Study Design and Procedures
This was a single-dose, open-label, phase 1 study to assess the effects of renal function on the pharmacokinetics, safety, and tolerability of palifermin after a single IV injection. It was conducted at a single study center in Christchurch, New Zealand (Christchurch Clinical Studies Trust). Each subject received a 90-mcg/kg IV bolus (administered over 1 minute) of palifermin (Kepivance), which was supplied as a vial containing 6.25 mg of a lyophilized, sterile white powder (Amgen Inc, Thousand Oaks, Calif) and reconstituted with 1.2 mL Sterile Water for Injection (United States Pharmacopeia).

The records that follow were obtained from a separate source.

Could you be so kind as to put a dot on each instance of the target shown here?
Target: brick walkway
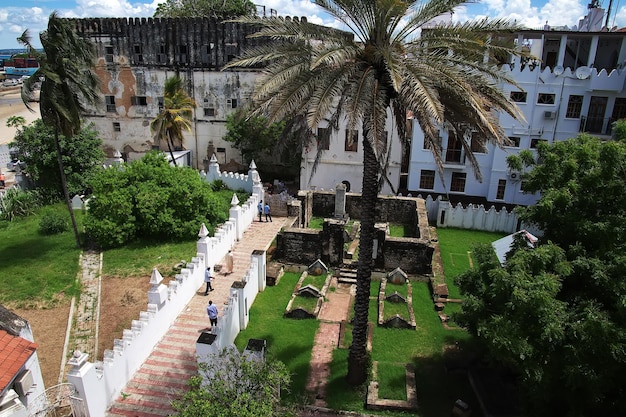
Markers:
(333, 312)
(162, 378)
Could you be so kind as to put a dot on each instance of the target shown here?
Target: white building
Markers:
(21, 382)
(577, 87)
(342, 160)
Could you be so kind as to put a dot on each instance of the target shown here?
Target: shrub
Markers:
(52, 223)
(150, 199)
(17, 203)
(218, 185)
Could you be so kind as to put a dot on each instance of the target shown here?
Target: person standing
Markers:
(207, 279)
(260, 207)
(267, 212)
(229, 262)
(211, 310)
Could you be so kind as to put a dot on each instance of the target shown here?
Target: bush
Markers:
(218, 185)
(17, 203)
(52, 223)
(150, 199)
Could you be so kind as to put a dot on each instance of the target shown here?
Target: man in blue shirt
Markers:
(212, 312)
(207, 279)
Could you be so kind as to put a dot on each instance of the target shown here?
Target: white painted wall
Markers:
(536, 126)
(338, 165)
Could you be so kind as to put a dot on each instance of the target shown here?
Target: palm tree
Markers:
(68, 86)
(176, 115)
(444, 77)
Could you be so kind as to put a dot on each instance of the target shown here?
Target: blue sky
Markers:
(16, 16)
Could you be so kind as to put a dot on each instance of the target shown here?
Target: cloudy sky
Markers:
(16, 16)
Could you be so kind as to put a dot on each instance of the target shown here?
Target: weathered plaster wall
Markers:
(137, 55)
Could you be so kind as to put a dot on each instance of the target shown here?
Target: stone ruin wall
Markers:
(304, 246)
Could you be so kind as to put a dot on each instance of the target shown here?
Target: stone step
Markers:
(133, 408)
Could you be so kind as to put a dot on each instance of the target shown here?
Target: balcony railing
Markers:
(597, 125)
(454, 157)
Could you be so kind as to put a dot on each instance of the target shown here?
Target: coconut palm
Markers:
(444, 77)
(68, 86)
(175, 117)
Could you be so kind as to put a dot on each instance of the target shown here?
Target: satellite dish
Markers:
(582, 73)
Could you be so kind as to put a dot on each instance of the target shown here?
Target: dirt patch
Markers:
(49, 327)
(122, 300)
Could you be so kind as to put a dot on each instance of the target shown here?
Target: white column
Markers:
(88, 386)
(260, 257)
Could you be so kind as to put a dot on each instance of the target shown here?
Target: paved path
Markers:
(333, 312)
(163, 376)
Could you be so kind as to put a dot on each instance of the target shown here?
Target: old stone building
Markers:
(134, 58)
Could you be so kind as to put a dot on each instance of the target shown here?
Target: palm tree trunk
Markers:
(358, 359)
(169, 147)
(64, 185)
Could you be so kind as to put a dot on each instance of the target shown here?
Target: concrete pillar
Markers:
(84, 377)
(236, 216)
(203, 243)
(214, 170)
(562, 48)
(593, 50)
(340, 201)
(206, 347)
(261, 259)
(157, 294)
(443, 213)
(257, 185)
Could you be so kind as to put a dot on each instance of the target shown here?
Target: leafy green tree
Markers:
(251, 134)
(69, 86)
(82, 157)
(150, 199)
(322, 73)
(556, 314)
(234, 385)
(175, 117)
(219, 9)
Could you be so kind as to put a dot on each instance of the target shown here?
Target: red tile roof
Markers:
(14, 352)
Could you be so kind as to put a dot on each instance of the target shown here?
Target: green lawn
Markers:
(392, 348)
(456, 252)
(288, 340)
(37, 270)
(138, 258)
(40, 271)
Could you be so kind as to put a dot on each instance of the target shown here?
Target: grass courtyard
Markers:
(39, 271)
(392, 349)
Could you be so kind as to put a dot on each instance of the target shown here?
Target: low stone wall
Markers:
(299, 245)
(414, 256)
(400, 210)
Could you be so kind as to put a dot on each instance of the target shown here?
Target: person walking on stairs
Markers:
(207, 279)
(267, 212)
(229, 263)
(211, 310)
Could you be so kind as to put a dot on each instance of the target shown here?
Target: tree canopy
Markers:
(150, 198)
(219, 9)
(82, 157)
(231, 384)
(69, 85)
(175, 117)
(382, 68)
(251, 134)
(556, 314)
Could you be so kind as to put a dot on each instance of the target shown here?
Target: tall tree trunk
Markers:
(64, 185)
(169, 147)
(358, 359)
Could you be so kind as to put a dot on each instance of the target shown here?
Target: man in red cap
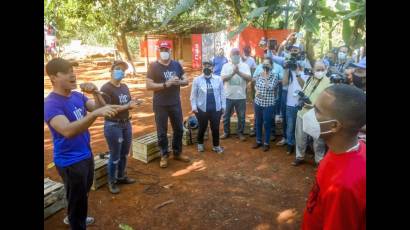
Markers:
(164, 77)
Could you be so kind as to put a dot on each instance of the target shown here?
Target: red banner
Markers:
(196, 51)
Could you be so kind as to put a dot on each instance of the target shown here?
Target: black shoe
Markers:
(297, 162)
(224, 136)
(113, 188)
(256, 145)
(126, 180)
(290, 149)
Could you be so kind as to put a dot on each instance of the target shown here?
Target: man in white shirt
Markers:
(235, 75)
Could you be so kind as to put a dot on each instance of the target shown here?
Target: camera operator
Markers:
(312, 88)
(294, 77)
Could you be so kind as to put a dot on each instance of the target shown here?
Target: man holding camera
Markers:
(311, 90)
(165, 77)
(235, 75)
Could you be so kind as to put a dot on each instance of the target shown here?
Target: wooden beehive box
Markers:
(194, 133)
(100, 172)
(145, 148)
(54, 197)
(234, 125)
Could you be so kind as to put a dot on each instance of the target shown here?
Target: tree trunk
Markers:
(122, 47)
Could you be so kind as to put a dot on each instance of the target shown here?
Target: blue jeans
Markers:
(240, 108)
(119, 137)
(291, 114)
(283, 110)
(263, 116)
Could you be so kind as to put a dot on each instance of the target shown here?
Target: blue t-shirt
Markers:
(218, 62)
(160, 73)
(68, 151)
(210, 97)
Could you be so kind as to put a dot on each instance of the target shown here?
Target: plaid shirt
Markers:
(265, 93)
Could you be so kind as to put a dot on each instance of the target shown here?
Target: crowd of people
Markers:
(314, 108)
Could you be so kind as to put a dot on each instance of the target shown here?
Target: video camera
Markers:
(337, 77)
(302, 99)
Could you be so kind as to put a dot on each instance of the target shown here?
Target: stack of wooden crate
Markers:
(186, 140)
(100, 172)
(145, 148)
(234, 125)
(54, 197)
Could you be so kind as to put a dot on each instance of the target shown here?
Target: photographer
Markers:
(311, 90)
(294, 78)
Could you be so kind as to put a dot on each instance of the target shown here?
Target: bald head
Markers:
(345, 103)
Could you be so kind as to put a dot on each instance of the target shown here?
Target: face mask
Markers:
(235, 59)
(320, 74)
(164, 55)
(358, 81)
(341, 56)
(207, 72)
(311, 126)
(266, 68)
(118, 74)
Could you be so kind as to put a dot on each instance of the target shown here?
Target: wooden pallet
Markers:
(100, 172)
(234, 125)
(54, 197)
(145, 148)
(194, 133)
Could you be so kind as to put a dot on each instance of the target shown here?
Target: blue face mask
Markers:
(118, 74)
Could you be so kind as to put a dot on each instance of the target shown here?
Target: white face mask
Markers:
(341, 55)
(311, 126)
(164, 55)
(320, 74)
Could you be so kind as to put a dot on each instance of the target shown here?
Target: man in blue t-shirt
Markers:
(65, 112)
(165, 77)
(218, 61)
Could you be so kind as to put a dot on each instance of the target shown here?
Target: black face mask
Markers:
(207, 71)
(359, 82)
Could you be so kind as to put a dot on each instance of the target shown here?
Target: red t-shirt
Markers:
(338, 197)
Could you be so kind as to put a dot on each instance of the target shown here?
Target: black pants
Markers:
(77, 179)
(214, 119)
(174, 112)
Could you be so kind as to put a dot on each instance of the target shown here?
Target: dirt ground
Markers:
(241, 189)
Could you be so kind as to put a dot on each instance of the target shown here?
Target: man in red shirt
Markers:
(338, 197)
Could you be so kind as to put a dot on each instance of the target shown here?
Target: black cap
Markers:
(119, 63)
(59, 65)
(208, 62)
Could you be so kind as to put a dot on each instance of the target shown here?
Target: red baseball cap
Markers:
(164, 45)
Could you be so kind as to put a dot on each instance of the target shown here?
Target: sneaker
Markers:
(182, 158)
(224, 136)
(164, 162)
(201, 148)
(281, 142)
(89, 220)
(290, 149)
(218, 149)
(113, 188)
(297, 162)
(126, 180)
(241, 137)
(256, 145)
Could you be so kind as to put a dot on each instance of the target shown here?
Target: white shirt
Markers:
(235, 88)
(292, 100)
(250, 61)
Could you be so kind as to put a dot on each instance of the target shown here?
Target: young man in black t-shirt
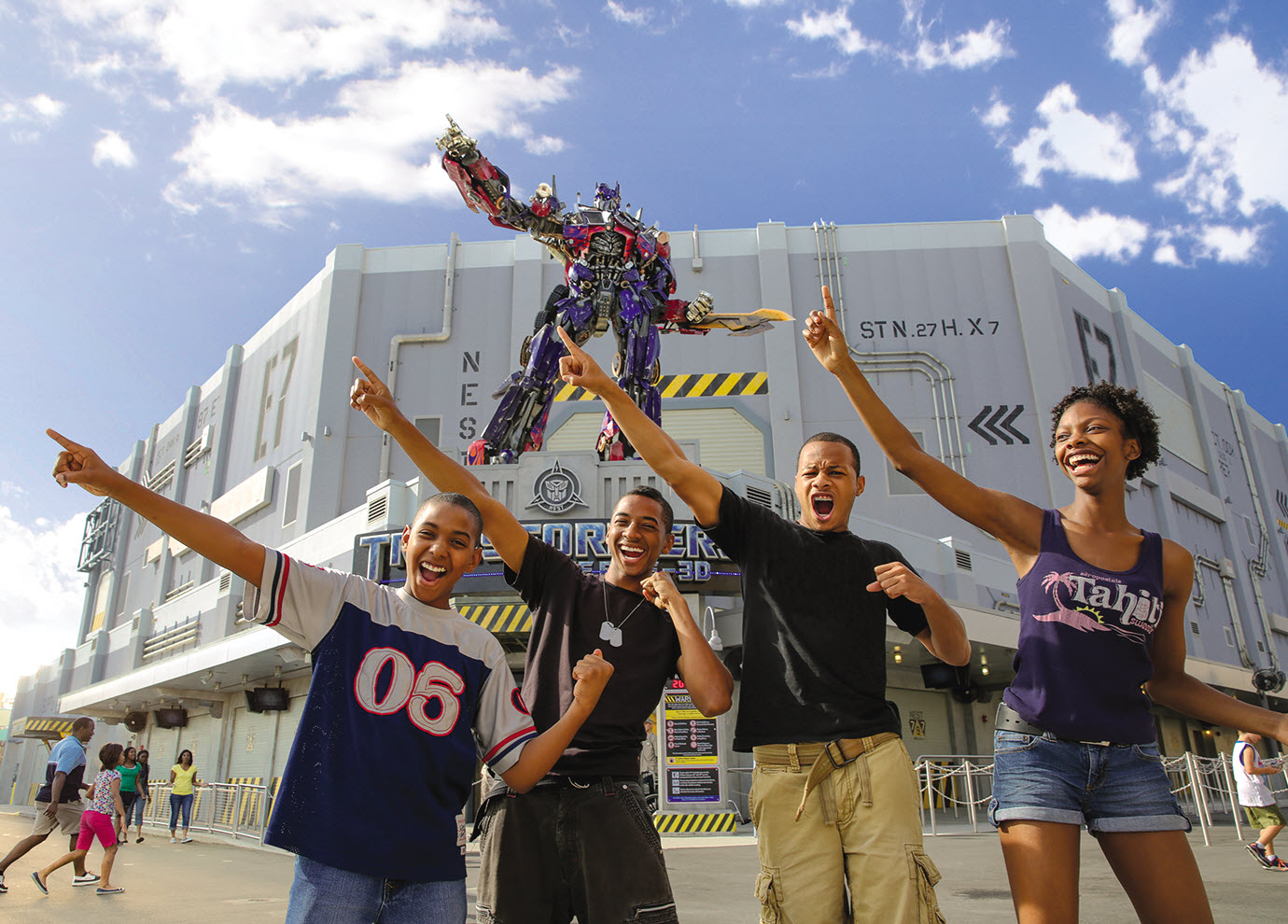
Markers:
(582, 840)
(833, 791)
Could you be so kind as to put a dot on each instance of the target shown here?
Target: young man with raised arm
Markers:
(833, 791)
(582, 840)
(402, 684)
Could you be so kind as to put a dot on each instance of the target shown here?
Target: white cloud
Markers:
(209, 46)
(833, 26)
(1227, 115)
(29, 116)
(1074, 142)
(1226, 244)
(976, 48)
(1132, 27)
(40, 593)
(629, 17)
(379, 146)
(111, 148)
(1094, 233)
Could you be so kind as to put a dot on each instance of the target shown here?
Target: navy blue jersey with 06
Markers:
(405, 699)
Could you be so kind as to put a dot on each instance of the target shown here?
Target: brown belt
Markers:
(827, 757)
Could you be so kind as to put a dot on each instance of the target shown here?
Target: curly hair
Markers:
(1139, 420)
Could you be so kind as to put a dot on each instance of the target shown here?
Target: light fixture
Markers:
(714, 638)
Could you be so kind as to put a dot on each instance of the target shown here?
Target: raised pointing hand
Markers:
(823, 334)
(372, 397)
(80, 466)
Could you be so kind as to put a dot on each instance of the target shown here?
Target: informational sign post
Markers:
(691, 750)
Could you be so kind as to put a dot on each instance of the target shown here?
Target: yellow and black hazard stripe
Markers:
(249, 808)
(708, 822)
(44, 727)
(691, 385)
(500, 619)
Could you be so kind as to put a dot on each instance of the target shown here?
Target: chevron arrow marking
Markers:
(975, 424)
(1010, 419)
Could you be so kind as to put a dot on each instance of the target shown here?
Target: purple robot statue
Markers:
(617, 273)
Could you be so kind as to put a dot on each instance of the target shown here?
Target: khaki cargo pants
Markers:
(860, 828)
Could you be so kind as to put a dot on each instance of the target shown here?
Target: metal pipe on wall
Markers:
(397, 342)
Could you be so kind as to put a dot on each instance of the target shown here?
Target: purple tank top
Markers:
(1085, 642)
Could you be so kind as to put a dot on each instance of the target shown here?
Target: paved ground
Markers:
(217, 882)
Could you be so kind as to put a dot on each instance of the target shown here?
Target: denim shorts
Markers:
(1107, 788)
(324, 894)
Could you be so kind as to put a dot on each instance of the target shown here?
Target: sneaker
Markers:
(1257, 850)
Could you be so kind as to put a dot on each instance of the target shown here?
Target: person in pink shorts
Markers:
(98, 821)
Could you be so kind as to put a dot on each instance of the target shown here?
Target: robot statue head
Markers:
(609, 199)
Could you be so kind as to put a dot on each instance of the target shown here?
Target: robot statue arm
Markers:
(485, 187)
(683, 314)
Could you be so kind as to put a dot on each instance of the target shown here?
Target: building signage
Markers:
(693, 559)
(556, 490)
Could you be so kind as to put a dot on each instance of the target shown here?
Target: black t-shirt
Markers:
(567, 616)
(813, 659)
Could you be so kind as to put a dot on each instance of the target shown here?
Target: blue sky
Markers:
(172, 172)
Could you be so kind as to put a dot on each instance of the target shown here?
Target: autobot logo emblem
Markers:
(556, 490)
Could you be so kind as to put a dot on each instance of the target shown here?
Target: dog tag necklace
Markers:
(613, 633)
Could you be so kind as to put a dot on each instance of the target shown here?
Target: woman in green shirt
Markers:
(129, 771)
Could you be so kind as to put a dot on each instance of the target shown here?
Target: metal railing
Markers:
(961, 785)
(238, 809)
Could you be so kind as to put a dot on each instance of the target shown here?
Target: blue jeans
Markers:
(1107, 788)
(180, 805)
(324, 894)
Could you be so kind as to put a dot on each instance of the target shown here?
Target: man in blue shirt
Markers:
(58, 801)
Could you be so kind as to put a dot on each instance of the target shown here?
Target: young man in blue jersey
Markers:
(581, 842)
(833, 795)
(402, 684)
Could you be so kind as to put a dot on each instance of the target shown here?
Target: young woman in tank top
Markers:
(1102, 615)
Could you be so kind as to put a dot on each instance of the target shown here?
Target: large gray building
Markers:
(969, 330)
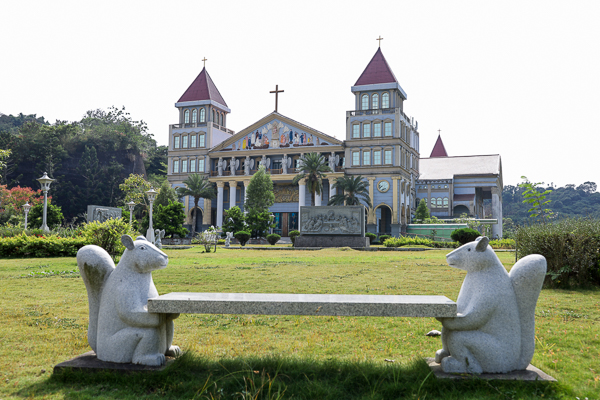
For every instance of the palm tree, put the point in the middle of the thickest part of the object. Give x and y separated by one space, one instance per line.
350 192
198 187
312 168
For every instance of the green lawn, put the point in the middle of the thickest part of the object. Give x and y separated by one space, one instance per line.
43 313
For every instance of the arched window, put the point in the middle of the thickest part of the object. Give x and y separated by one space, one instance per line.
385 100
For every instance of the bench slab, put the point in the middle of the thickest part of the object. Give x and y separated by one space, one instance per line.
304 304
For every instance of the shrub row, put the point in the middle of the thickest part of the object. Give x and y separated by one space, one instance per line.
40 246
571 248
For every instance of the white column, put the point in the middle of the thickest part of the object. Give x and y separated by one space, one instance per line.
496 214
232 189
301 196
220 203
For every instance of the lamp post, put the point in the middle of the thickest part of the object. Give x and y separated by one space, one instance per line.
45 182
150 232
26 208
131 205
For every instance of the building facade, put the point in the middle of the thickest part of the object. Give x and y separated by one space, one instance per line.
381 145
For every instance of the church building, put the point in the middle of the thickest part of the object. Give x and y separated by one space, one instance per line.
381 145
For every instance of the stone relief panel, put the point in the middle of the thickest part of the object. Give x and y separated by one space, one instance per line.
332 220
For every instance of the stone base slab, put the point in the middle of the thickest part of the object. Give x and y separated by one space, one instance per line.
89 362
530 374
331 241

Selection of the dose of palifermin used in this study, 90 mcg/kg, was based on the hypothesis that renal impairment may compromise palifermin elimination. Thus, the dose was planned so that serum palifermin concentrations would not significantly exceed those achieved in previous palifermin studies (up to 250 mcg/kg, single dose). In the HSCT setting, a daily dose of 60 mcg/kg is used for 3 consecutive days before and 3 consecutive days after myelotoxic therapy. Because previous studies found that the pharmacokinetics of palifermin were approximately linear, with no significant accumulation after repeated daily doses of 60 mcg/kg, extrapolation of the current single-dose results in subjects with renal impairment to different doses and dosing schedules is reasonable.17
Blood Sampling and Concentration Measurements
Blood samples for pharmacokinetic analysis were collected predose; at 2, 15, and 30 minutes after dosing; and at 1, 2, 4, 8, 12, 16, 24, 36, 48, 72, 96, and 120 hours after dosing. Three milliliters of whole blood was collected by venipuncture from subjects into a red-top Vacutainer tube containing no additives or anticoagulants. For subjects in group 5 (ESRD), 2 blood samples were drawn on dialysis days, that is, the 48- and 120-hour samples. These samples were drawn predialysis. Upon collection, blood samples were processed to generate serum, and they were stored at -70°C (±10°C). Laboratory blood samples for clinical chemistry, hematology, and urinalysis assessments were collected at screening; the day before dosing (day -1); at 12, 24, 48, and 120 hours after dosing; and on day 15 after dosing. Subjects remained in the study center through completion of the 48-hour postdose procedures (day 3). Blood samples for palifermin seroreactivity were collected predose on day 1 and on day 45 ± 3 days.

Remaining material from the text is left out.